As stated previously, the “big” banks have areas they could cut that would not affect their customers, clients, or the “average” American. These include: not remodeling the million dollar exec offices, lowering exec bonus, reducing “marketing” budgets for their largest clients (businesses spend money winning and dinning their clients, especially their big client. It is reasonable to assume banks do too), and much more. However, we can all assume that these reasonable adjustments will not be implemented. Instead, overage charges will increase, and loan terms will become less favorable and the “perks” will be reduced for the smaller clients.

Banks will react to this, they can’t not react. In the end, someone is going to be hurt, and I doubt it will be the wealthy.

Why Did Classical Economics Fail in the Late 1920s and Cause the Great Depression

First off, classical economics in a nut is laissez-fair or “leave it alone and it will be fine.”
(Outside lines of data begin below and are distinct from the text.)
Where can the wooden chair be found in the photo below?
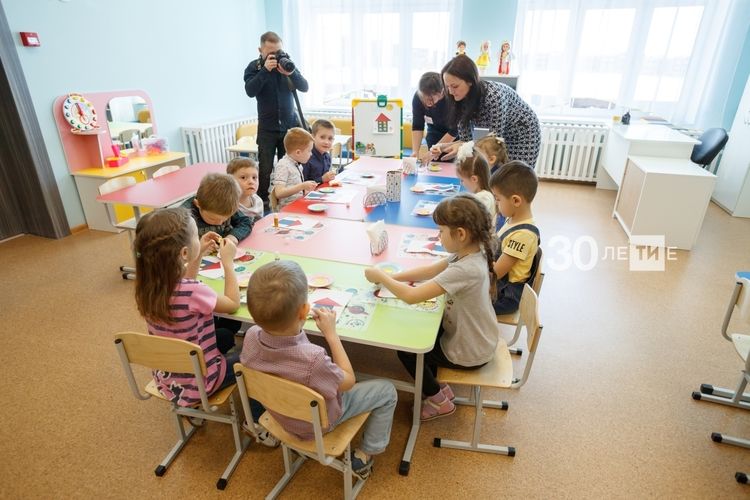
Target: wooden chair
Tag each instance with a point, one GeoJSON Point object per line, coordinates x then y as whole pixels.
{"type": "Point", "coordinates": [174, 355]}
{"type": "Point", "coordinates": [128, 225]}
{"type": "Point", "coordinates": [497, 373]}
{"type": "Point", "coordinates": [739, 309]}
{"type": "Point", "coordinates": [512, 318]}
{"type": "Point", "coordinates": [166, 169]}
{"type": "Point", "coordinates": [297, 401]}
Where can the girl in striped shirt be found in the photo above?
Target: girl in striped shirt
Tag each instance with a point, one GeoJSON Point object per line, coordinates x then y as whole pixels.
{"type": "Point", "coordinates": [175, 304]}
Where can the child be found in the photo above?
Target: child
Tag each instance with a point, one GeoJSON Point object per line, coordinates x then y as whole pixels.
{"type": "Point", "coordinates": [215, 208]}
{"type": "Point", "coordinates": [245, 171]}
{"type": "Point", "coordinates": [277, 300]}
{"type": "Point", "coordinates": [318, 167]}
{"type": "Point", "coordinates": [287, 182]}
{"type": "Point", "coordinates": [473, 171]}
{"type": "Point", "coordinates": [494, 149]}
{"type": "Point", "coordinates": [468, 334]}
{"type": "Point", "coordinates": [514, 186]}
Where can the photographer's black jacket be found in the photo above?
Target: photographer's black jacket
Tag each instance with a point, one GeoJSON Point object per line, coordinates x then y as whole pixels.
{"type": "Point", "coordinates": [276, 108]}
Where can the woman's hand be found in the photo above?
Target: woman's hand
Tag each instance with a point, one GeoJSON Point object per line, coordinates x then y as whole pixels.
{"type": "Point", "coordinates": [227, 252]}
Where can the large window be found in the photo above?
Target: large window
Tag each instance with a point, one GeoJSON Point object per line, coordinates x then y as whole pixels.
{"type": "Point", "coordinates": [364, 48]}
{"type": "Point", "coordinates": [576, 56]}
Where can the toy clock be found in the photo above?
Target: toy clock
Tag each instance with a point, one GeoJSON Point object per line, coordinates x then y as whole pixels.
{"type": "Point", "coordinates": [79, 113]}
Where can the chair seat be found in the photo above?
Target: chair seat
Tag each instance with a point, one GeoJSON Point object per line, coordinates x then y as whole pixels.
{"type": "Point", "coordinates": [334, 443]}
{"type": "Point", "coordinates": [497, 373]}
{"type": "Point", "coordinates": [508, 319]}
{"type": "Point", "coordinates": [741, 344]}
{"type": "Point", "coordinates": [218, 398]}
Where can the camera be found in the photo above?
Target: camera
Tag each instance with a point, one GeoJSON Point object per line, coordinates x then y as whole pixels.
{"type": "Point", "coordinates": [284, 61]}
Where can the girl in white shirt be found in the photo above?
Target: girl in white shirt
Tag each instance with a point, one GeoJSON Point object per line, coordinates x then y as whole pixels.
{"type": "Point", "coordinates": [473, 170]}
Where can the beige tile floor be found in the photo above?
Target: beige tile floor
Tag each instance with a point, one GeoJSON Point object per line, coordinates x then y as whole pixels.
{"type": "Point", "coordinates": [607, 412]}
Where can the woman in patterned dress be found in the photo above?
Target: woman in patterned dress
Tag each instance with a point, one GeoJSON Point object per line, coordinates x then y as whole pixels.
{"type": "Point", "coordinates": [478, 103]}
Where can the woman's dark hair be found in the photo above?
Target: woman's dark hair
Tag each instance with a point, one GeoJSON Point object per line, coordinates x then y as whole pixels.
{"type": "Point", "coordinates": [462, 112]}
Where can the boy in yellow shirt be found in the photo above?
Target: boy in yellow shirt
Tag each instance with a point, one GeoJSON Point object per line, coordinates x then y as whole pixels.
{"type": "Point", "coordinates": [514, 186]}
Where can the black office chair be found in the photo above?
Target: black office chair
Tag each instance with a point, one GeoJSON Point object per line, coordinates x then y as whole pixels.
{"type": "Point", "coordinates": [713, 141]}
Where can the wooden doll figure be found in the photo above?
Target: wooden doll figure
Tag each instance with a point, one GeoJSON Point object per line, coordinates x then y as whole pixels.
{"type": "Point", "coordinates": [504, 66]}
{"type": "Point", "coordinates": [484, 57]}
{"type": "Point", "coordinates": [460, 48]}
Up until the 1920s, recessions were more or less manageable. Perhaps not for those greatly affected, but society at large. Of course, the infrastructure of our society at the time could not have supported large government interference.

At the time, small communities were “thriving.” Everybody new their neighbor and few people moved far off from home upon reaching adulthood. Mothers made clothes for their family. If yoy hit hard times you could count on your community to lend a helping hand or at least provide small jobs so you could support your self.

At the turn of the century, society began to change. More and more people were moving to the city. We new fewer and fewer of our neighbors. It is my belief that this is where our roots of “support yourself you lazy bumb” really started to take root.

That’s why classical economics failed. People wanted more and more of the economic pie. Since people of power had the power to take what of the pie they wanted, they did. Since there was less pie to go around, the less powerful people had to borrow money in order to participate in the economic (false) boom of the time.

People of power no longer felt that they were accountable for the wellbeing of others because they weren’t around those of a “lesser” status. Had we continued to have the tight knit community we had before, powerful people would have been held more accountable.

Observations of society will show you that people of a higher social standing do not hold themselves accountable to those of a lower social standing. Bell hops for the most expensive apartments in Manhattan will tell you that most of the residents will only tip a few dollars (if that) because the residents know that amount is what would be expected at the lowest apartment buildings that still have bell hops.

Studies have shown that people who begin with an adherently better position believe they earned what wealth follows amd that those who started in a disadvantaged position deserve what poverty follows. Don’t believe me?
Check this link out: monopoly study

I am not saying that before the 20th century there were not greedy people. I am saying that there have always been greedy people and that as our society expands it becomes more and more difficult to hold (greedy) people of power accountable for taking care of their share of society. That is why classical economics has failed and why we now need keynesian economics. That is why we need a minimum wage. That is why we need regulations. Too many people will only give the bare minimum they are required to for society and they will take the rest.